L’émir se dit alors « Après tout, ils ont raison ! Il me faut tourner sur cette Terre qui n’est qu’un gros ballon… ». Et question ballon, le prince s’y connaît. N’est-il pas aussi sponsor d’une équipe de foot à la renommée universelle !

Fort de ce conseil, il envisagea un séjour de cinq journées en France, sur la côte bretonne en compagnie d’une suite confidentielle, restreinte à six épouses et vingt-cinq personnes. Un choix de date, et proximité de lieu, qui enfin lui permettrait d’occuper dûment sa luxueuse loge surplombant les gradins du circuit des Vingt-quatre heures du Mans… L’automobile, l’émir connaît. N’est-il pas propriétaire d’une fameuse écurie de Formules Un !

Ébruité par des médias, le désir de Son Altesse déclencha de sous le lointain ciel de Bretagne, une pluie de propositions émanent de postulants à l’offre de location d’aguichantes demeures, en bordure de mer. L’émir fit un choix, puis chargea son Grand-majordome d’origine britannique, Mister Harold, d’aller constater de visu la véracité des arguments qu’avançait le généreux prêteur de la villa sélectionnée. Une mission d’importance que l’émir confia à son principal subordonné, toutes cartes en mains. Carte blanche et carte Gold.

Arrivé de Dubaï, Mister Harold s’affola en constatant que moult détritus parsemaient la plage. Il s’en plaignit au maire, au préfet requis pour la sécurité du prince, à l’industriel qui, en échange de rien, proposait sa villa de granit rose au richissime émir, n’en réclamant pas le moindre prix de location. Serait-il, pour le principe, rédigé sur contrat affable ou acté par un doux bail.

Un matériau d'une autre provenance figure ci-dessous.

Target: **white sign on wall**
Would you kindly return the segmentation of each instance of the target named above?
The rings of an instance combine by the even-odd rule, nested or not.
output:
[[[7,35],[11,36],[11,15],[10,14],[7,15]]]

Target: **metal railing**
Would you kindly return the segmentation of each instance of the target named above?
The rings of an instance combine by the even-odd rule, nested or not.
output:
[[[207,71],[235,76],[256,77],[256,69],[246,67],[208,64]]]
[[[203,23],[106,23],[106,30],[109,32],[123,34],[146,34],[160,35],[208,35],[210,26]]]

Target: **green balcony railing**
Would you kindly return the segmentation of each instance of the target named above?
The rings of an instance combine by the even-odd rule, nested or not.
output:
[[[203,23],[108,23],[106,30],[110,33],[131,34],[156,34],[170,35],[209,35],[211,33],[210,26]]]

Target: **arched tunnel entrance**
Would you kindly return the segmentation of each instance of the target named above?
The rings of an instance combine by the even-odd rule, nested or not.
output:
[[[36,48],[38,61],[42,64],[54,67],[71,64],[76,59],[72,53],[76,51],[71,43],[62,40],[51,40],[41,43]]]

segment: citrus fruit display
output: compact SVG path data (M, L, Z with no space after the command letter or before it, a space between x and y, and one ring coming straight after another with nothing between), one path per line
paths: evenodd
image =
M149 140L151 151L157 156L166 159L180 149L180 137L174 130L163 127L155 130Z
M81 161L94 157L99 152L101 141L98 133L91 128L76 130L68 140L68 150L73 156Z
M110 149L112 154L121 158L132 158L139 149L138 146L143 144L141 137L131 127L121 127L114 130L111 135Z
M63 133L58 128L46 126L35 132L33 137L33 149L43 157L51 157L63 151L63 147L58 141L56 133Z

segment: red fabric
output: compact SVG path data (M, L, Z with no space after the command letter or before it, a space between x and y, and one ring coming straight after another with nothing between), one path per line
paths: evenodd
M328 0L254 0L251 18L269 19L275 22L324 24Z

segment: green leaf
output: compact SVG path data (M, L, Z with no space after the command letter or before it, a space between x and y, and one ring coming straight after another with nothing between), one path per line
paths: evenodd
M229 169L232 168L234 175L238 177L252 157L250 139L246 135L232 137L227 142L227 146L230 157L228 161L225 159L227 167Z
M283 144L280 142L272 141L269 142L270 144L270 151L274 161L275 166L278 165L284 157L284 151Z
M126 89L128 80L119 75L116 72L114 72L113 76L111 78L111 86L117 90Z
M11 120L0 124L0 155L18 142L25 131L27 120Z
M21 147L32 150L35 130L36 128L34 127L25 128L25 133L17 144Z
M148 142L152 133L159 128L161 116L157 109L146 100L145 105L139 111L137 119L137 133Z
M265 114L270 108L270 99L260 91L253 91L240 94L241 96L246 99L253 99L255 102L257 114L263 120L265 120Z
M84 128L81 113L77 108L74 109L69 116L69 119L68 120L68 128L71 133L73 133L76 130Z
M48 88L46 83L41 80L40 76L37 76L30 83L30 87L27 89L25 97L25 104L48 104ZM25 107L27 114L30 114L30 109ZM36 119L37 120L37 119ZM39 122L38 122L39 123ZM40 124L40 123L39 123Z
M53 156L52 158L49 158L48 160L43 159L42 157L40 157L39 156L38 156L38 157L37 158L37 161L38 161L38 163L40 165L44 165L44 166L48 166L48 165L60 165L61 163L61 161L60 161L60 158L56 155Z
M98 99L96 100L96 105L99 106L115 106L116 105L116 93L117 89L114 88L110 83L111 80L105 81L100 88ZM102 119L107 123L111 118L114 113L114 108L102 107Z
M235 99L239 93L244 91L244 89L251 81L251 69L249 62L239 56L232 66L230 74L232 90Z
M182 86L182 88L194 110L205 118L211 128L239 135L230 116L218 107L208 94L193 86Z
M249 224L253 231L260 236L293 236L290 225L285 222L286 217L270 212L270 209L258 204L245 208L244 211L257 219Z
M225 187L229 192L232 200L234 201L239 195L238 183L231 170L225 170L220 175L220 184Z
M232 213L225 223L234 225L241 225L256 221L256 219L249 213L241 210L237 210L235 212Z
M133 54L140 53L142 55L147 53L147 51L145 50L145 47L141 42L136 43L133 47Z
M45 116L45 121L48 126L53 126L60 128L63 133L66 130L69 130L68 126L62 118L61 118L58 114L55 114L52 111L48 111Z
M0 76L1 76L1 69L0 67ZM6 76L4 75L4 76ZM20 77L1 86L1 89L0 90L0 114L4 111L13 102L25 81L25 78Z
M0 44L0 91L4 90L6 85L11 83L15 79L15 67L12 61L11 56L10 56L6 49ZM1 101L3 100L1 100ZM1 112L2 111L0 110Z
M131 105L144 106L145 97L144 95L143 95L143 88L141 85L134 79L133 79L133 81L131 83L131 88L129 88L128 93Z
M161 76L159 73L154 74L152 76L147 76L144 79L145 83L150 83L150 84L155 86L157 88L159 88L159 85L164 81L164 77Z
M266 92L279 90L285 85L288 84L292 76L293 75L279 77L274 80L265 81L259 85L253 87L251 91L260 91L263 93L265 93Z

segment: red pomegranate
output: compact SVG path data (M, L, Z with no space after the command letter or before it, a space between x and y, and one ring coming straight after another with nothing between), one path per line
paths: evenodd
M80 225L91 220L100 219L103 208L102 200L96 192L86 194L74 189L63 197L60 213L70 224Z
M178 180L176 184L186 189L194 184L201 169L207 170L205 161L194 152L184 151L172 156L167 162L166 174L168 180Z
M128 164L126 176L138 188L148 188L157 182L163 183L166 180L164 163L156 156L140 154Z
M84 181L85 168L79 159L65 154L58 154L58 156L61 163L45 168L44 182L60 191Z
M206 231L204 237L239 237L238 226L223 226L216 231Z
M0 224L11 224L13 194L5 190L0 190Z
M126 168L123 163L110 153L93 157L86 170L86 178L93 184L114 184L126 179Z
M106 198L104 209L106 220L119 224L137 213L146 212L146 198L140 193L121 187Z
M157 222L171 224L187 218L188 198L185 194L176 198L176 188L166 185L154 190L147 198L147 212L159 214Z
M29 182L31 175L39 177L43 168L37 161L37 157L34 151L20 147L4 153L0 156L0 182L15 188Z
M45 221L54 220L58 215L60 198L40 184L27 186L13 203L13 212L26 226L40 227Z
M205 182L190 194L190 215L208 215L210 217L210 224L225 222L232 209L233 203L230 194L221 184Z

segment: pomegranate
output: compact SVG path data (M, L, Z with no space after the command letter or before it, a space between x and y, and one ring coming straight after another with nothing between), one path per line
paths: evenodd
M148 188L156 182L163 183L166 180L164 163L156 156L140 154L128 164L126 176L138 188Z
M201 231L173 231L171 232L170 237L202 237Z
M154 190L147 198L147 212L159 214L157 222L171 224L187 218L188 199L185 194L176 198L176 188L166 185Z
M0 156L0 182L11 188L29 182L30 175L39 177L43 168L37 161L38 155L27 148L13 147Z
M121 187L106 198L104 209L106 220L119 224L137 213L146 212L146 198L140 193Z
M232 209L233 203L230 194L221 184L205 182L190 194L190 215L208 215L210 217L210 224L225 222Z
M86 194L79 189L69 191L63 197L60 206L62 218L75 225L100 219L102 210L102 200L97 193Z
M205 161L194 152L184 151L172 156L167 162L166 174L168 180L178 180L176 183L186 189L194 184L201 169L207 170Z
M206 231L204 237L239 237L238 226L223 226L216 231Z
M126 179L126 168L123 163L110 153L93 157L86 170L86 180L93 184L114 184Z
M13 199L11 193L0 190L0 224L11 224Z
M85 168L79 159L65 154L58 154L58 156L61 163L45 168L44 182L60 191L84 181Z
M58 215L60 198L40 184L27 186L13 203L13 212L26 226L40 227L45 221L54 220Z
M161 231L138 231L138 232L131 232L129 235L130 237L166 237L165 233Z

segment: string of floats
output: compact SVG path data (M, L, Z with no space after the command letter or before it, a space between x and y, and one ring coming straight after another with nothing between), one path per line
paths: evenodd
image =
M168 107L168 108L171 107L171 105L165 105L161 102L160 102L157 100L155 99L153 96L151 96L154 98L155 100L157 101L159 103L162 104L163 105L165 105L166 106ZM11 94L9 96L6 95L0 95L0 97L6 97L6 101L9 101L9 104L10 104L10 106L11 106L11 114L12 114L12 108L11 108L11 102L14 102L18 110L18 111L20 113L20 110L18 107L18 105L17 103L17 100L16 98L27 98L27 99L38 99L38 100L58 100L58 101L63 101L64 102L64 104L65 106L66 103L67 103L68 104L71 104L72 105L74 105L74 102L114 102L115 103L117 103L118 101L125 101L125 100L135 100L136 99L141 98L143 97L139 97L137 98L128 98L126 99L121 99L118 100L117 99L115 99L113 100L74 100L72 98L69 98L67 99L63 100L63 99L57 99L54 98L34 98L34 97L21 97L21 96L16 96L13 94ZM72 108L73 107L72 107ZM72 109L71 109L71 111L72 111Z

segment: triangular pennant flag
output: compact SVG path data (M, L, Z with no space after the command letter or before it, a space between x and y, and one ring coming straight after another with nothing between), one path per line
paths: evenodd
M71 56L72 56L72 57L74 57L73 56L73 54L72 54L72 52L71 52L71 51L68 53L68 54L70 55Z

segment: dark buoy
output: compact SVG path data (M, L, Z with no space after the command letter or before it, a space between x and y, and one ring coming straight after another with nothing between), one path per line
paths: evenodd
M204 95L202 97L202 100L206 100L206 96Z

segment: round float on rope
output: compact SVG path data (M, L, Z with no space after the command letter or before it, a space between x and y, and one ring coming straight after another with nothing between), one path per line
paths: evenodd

La mer est à deux pas, en contrebas de rochers cascadant jusqu’à la grève d’une crique admirablement dessinée. Leur désignant les causes de sa désillusion, bouteilles échouées, fatras d’algues alanguies, branchages et troncs déposés par les vagues sur le sable fripé d’ondulations, Mister Harold expliqua aux autochtones « Certes le cadre est d’un charme fou mais Son Altesse ne supportera pas la vue de ce dépotoir à ciel ouvert, aguicheur de mouches. Qu’importe le prix, ne lésinez sur rien. Engagez du personnel fiable car je me méfie de vos travailleurs français, toujours au bord de la grève… Faites dégager bois et souches, achetez les concasseurs, herses, cribleuses, dameuses qu’il faudra. Qu’importe l’empreinte carbone, l’objectif, messieurs, est de rendre lisse et velouté le sable, aux envers des tapis délicats sur lesquels mon émir posera ses babouches… ».

Nettoyage et aménagement furent promptement réalisés, sans heurt ou récrimination, puis payés rubis sur l’ongle par Mister Harold, tout comme divers achats destinés au parfait bien-être de son prince. Fort de la docilité des accueillants, le Grand-majordome ergota encore « Ah mais que n’avez-vous de palmeraie en partie haute de plage ! Son Altesse ne peut vivre sans palmiers ! Entre les troncs de quoi, pourra-t-Elle demander à ses gens de suspendre son hamac tissé de fils d’or pour admirer l’uniforme bleu outre-mer du ciel breton que reproduisirent tant de peintres…

Bah qu’importe le coût ! Employez terrassiers et jardiniers, creusez en lisière de plage des centaines de profonds trous, et demain, plantez la forêt de grands palmiers que je vais faire amener de Dubaï dans dix avions-cargos, puis livrer jusqu’ici par convois routiers.

De suite, je réquisitionne l’autoroute qui nous sépare de l’aéroport. Mon prince n’est-il pas en France, gros actionnaire des deux Sociétés ! Pour ce trajet, je laisse Monsieur le préfet diligenter une escorte de votre gendarmerie motorisée. Ceci dit, j’ai juste le temps de tracer le ciel en jet jusqu’à Vélizy-Villacoublay où un hélicoptère m’attend pour vite me déposer à Issy-les-Moulineaux… Ah c’est dingue, ça : plus un pays est pauvre, plus il s’offre le luxe de donner à ses villes des noms à rallonge !…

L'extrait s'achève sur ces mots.